Scientists always feared increasingly acidic waters would be hard on creatures with calcium-carbonate shells — such as oysters. And wild Pacific oysters on the coast in Willapa Bay have not reproduced successfully in recent years.
But it’s never been precisely clear if acidification is a root cause, or one factor. And it’s not clear what other creatures may be affected — now or later.
So, to unravel the mysterious ways our marine world may be changing, McElhany and other researchers are raising sea critters thought to be particularly sensitive to corrosive waters. Every day at Montlake, they duck around mazes of pumps, tubes and hoses. They inject baby marine creatures into highly controlled waters designed to mimic our preindustrial past, our present and a predicted carbon-dioxide-rich future.

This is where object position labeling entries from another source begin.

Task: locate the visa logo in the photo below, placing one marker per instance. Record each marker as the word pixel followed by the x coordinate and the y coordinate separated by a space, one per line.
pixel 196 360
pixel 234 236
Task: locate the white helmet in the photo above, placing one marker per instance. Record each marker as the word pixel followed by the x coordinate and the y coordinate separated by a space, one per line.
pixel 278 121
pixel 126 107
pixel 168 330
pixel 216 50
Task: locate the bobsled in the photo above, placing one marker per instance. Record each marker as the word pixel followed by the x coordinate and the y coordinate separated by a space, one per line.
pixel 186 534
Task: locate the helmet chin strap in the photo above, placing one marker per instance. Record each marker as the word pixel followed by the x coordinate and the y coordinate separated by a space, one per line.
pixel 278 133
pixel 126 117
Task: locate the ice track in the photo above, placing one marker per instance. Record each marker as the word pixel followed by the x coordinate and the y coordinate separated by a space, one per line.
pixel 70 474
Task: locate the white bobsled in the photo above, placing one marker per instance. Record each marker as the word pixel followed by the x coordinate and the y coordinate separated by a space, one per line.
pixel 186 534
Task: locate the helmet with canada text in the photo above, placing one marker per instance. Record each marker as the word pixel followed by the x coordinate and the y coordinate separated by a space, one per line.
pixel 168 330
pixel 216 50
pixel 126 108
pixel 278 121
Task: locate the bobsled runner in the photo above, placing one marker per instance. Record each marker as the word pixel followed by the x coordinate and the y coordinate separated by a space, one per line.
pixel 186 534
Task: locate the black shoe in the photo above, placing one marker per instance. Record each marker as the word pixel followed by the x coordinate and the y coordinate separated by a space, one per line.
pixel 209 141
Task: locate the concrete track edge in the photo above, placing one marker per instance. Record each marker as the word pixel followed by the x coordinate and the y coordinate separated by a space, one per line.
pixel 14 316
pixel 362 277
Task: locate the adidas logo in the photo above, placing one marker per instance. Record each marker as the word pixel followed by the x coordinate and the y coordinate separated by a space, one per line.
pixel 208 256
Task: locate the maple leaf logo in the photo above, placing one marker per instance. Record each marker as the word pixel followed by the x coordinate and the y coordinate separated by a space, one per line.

By monitoring how much CO2 is in each batch, they hope to tease out differences in how well and how fast species develop and reproduce. They are working with everything from krill and copepods — the planktonic creatures that make up the base of Puget Sound’s food web — to Dungeness crabs, pinto abalone and rockfish.
The first experiments are with geoducks, because the absurd-shaped clams make up the largest biomass in Puget Sound and support its most economically significant commercial fishery. Researchers hope to have results early next fall.
But it’s what happens next that really sets this work apart.
The Montlake scientists will be working with University of Washington experts who specialize in studying genetic changes, and with a San Juan Islands laboratory that will attempt to build a microcosm of the marine environment.
Together, these researchers hope to see what happens to the entire food web when multiple changes hit the marine world at once.
Complex effects
Several things complicate efforts to understand those changes. First, ocean life is constantly shifting anyway, and all the creatures in it rely on each other for food. Plus, ocean acidification isn’t happening in a vacuum.
For example, shellfish tend to struggle in corrosive waters, while some crustaceans appear to actually get bigger.
But is that true when you combine corrosive waters and rising temperatures? Are crustaceans really thriving, or are they using up energy in ways that will only be understood later.
“What we know is that there will be winners and losers — both directly and indirectly,” said Shallin Busch, an ecologist with Seattle’s Northwest Fisheries Science Center.
While Montlake’s acidification research is still in its infancy, Busch and other scientists have been examining the complex interactions of the Puget Sound’s marine food web — and what happens when some species decline. They have found that changes can reverberate in surprising ways.
For example, computer models suggest that, if acidification reduces one type of plankton eaten by herring, herring populations may go down. But if acidification hits a different plankton species, the number of the fish could in fact increase. In another hypothetical scenario, potential declines in invertebrates such as urchins and sea cucumbers might be less than first expected because their predators — sea stars — decline, too.
“We’re not saying that any of these things are happening or will happen, just that there are a lot of indirect impacts we don’t yet understand,” Busch said.
But researchers in the next several years hope to become expert in the very indirect impacts that ultimately will dictate Puget Sound’s future health.
Craig Welch, The Seattle Times, 11 April 2011. Article.